Friday, July 23, 2010

"The Big Bang" by Mickey Spillane & Max Allan Collins

I listen to a lot of audiobooks and I was very happy to recently run across the audiobook version of The Big Bang at my local library.  The novel is excellently performed by Stacy Keach.  Listening to him made me really want to check out the old Hammer tv show, starring Keach.  He has just the right amount of tough guy growl for Mike Hammer and does a pretty good job characterizing the other players in the book. 

The Big Bang has been reviewed a million times all over the web so I’ll avoid the usual background about the origins of the novel.  I must, however, comment that Collins’ work on the novel was just excellent.  It felt like 100% Spillane to me from start to finish.  If anything, Collins brings a welcome tightening of the writing and pace of the story.  One of my only criticisms of Spillane’s original Hammer novels is that they can be slow in spots and the writing is, at times, rather clunky.  Doesn’t matter to me though because I don’t read Spillane hoping for the artistry of Chandler.  I read it because Mike Hammer and the instant justice dispensed by his .45 are a breath of fresh air. 

Why do I say that?  Not because I’m an advocate of vigilante justice in real life or because I think that society should regress and re-adopt those bad aspects of our culture which have been thankfully shed since the 50s and 60s.  Rather, I’ll go on record saying that I think the feminization of society is, on the whole, a bad thing and that there still should be a place in today’s world for a man’s man, both in real life and in entertainment.  James Bond, Dirty Harry, Mike Hammer – gone.  Replaced by emotionally conflicted action heroes like Jason Bourne or, worse, with sensitive and smartly dressed vampires that prefer to romance the ladies rather than drink their blood.  Will the world survive when Clint Eastwood dies?  I’m not so sure. Maybe Ted Nugent will keep things on track.

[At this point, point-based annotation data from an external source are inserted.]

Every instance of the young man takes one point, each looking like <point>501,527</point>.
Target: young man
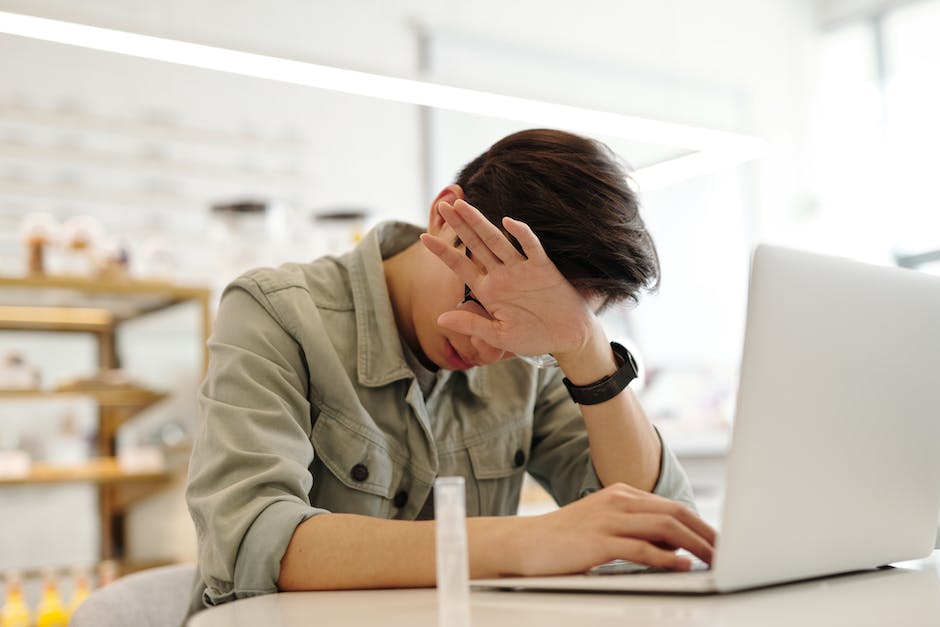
<point>338,390</point>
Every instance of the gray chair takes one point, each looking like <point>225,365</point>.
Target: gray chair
<point>158,597</point>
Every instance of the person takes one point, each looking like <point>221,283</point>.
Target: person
<point>338,390</point>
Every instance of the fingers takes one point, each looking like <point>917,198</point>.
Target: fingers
<point>662,531</point>
<point>465,269</point>
<point>634,500</point>
<point>530,243</point>
<point>486,242</point>
<point>643,552</point>
<point>468,323</point>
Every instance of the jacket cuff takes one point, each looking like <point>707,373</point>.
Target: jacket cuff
<point>258,563</point>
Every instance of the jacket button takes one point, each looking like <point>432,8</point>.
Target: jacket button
<point>359,472</point>
<point>401,498</point>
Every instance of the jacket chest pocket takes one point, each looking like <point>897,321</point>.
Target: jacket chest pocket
<point>352,473</point>
<point>499,460</point>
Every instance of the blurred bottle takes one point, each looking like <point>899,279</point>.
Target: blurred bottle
<point>81,588</point>
<point>51,612</point>
<point>107,572</point>
<point>15,612</point>
<point>38,230</point>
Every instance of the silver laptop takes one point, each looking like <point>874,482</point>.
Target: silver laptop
<point>835,461</point>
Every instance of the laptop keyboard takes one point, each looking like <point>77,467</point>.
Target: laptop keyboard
<point>623,567</point>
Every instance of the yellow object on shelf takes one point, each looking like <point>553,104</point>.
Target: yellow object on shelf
<point>80,591</point>
<point>51,612</point>
<point>15,612</point>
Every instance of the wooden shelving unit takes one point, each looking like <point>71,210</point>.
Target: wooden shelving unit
<point>65,304</point>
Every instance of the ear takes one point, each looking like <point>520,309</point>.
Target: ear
<point>450,194</point>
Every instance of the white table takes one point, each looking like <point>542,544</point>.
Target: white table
<point>907,596</point>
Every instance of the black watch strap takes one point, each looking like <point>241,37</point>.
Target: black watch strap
<point>608,387</point>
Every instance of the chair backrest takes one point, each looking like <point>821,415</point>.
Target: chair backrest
<point>158,597</point>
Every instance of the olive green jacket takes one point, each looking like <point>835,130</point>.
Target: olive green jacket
<point>310,407</point>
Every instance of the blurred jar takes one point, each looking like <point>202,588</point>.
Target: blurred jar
<point>79,241</point>
<point>243,235</point>
<point>38,231</point>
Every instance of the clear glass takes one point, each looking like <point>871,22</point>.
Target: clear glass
<point>453,570</point>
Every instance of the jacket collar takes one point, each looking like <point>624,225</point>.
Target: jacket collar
<point>379,356</point>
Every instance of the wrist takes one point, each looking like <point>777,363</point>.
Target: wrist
<point>591,361</point>
<point>498,545</point>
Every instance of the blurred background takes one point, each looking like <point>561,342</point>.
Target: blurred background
<point>133,189</point>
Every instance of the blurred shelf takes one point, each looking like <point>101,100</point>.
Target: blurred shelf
<point>97,305</point>
<point>100,470</point>
<point>84,303</point>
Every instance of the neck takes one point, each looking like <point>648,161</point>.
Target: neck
<point>400,273</point>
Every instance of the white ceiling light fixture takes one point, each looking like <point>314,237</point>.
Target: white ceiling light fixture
<point>712,150</point>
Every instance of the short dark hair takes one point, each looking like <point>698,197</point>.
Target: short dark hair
<point>573,192</point>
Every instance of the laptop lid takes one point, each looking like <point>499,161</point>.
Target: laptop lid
<point>835,463</point>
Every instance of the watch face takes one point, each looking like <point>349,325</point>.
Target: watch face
<point>632,360</point>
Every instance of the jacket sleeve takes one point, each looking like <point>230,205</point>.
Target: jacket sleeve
<point>249,475</point>
<point>561,456</point>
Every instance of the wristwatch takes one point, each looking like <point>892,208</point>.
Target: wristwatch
<point>608,387</point>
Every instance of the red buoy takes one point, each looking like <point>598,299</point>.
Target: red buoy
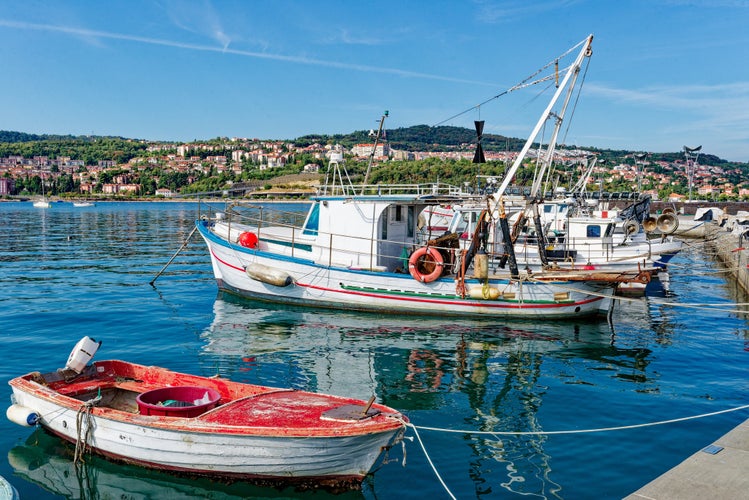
<point>248,240</point>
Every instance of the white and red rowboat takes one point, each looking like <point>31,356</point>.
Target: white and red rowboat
<point>233,430</point>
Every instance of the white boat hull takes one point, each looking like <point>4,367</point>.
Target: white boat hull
<point>167,444</point>
<point>360,289</point>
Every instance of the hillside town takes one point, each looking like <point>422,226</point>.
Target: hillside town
<point>108,178</point>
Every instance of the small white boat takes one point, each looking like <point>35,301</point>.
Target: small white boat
<point>177,422</point>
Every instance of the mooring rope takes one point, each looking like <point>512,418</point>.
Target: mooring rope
<point>495,434</point>
<point>578,431</point>
<point>82,439</point>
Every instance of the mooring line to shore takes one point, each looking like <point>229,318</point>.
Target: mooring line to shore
<point>577,431</point>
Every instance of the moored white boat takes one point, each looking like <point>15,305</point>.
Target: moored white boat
<point>362,247</point>
<point>217,427</point>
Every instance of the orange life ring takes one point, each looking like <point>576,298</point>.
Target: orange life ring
<point>425,264</point>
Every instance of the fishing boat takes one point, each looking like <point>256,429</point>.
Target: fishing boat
<point>362,247</point>
<point>177,422</point>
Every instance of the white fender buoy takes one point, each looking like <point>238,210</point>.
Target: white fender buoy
<point>25,417</point>
<point>269,275</point>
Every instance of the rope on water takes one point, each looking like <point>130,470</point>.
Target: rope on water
<point>83,438</point>
<point>429,459</point>
<point>576,431</point>
<point>716,307</point>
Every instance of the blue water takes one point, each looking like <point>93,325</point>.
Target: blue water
<point>66,272</point>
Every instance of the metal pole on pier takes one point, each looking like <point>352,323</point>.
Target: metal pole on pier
<point>173,256</point>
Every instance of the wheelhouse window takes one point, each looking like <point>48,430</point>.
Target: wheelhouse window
<point>312,224</point>
<point>593,231</point>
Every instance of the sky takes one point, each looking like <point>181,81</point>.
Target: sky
<point>663,74</point>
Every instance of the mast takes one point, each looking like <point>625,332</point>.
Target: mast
<point>374,149</point>
<point>573,70</point>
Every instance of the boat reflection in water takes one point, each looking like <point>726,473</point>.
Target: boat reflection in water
<point>474,374</point>
<point>47,461</point>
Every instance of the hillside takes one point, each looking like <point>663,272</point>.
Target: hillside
<point>415,138</point>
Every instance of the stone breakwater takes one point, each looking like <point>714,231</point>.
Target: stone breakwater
<point>732,249</point>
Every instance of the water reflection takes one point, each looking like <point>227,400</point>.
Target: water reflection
<point>474,374</point>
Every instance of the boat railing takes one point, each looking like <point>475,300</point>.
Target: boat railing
<point>436,189</point>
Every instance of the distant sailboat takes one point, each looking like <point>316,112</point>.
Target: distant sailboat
<point>43,202</point>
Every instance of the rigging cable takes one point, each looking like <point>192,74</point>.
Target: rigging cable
<point>523,84</point>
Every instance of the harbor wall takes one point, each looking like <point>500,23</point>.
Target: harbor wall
<point>732,250</point>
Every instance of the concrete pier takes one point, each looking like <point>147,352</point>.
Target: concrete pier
<point>716,471</point>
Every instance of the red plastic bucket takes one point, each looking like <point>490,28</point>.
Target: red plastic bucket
<point>177,401</point>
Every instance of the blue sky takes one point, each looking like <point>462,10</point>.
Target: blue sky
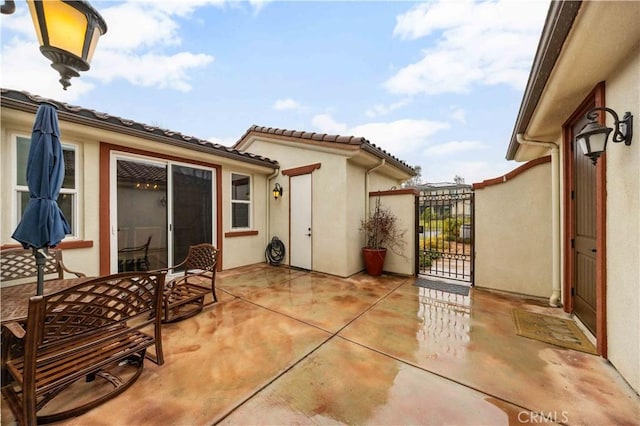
<point>437,84</point>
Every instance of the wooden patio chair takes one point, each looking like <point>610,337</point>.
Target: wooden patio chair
<point>184,295</point>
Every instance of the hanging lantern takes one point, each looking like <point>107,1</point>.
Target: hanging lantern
<point>68,32</point>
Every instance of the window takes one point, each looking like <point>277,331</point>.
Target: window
<point>67,199</point>
<point>240,201</point>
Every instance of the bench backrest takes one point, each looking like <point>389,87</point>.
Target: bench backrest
<point>202,258</point>
<point>20,263</point>
<point>88,310</point>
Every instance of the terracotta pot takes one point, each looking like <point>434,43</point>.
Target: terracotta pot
<point>374,260</point>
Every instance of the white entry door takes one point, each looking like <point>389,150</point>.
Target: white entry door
<point>301,232</point>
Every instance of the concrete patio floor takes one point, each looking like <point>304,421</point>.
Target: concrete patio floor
<point>291,347</point>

Anyway, back to The Big Bang.  It’s a classic Hammer tale involving drugs, dames, mafiosos and wanna-be criminal masterminds.  The plot is simple with the usual interview type scenes spliced with the occasional eruption of violence.  And boy, does it erupt.  The most interesting part of the story, to me, is that the scheme Hammer ultimately reveals forces him into making a difficult and disturbing decision.  Is there a grey area for Mike Hammer?  How far would he go to fight the ever increasing scourge of drugs?  At what point does the end no longer justify the means?  The ending of the Big Bang may have been meant to answer those questions, but I prefer to think of it as being somewhat ambiguous as to Hammer’s ultimate decisions.  Does this mean that I’m not actually committed to the Hammer vision, but prefer my action heroes to be the conflicted type?  Well, I hope not. I do know that all those metrosexuals out there would benefit from throwing in a copy of The Big Bang audiobook instead of the latest Jack Johnson cd.

Thursday, July 15, 2010

"Guilty Bystander" by Wade Miller

Signet No. 1089

The room wouldn’t stay still. It kept swinging in slow, creaking circles like a carousel running down. He was lost in a fog - a hot, sticky fog. A voice echoed down an empty street toward him, calling his name. Georgia’s voice. He waited for it to fade away as it always did.

So begins Guilty Bystander as Max Thursday is awoken from a drunken stupor by his ex-wife Georgia.  Thursday is in the room of the seedy hotel at which he works as a house detective for room and board.  The bottle has cost him nearly everything and he doesn’t seem to care.  Georgia comes to Max in hysterics, having found her son and her new husband missing. She asks her ex for his help, even while half suspecting that he might be involved.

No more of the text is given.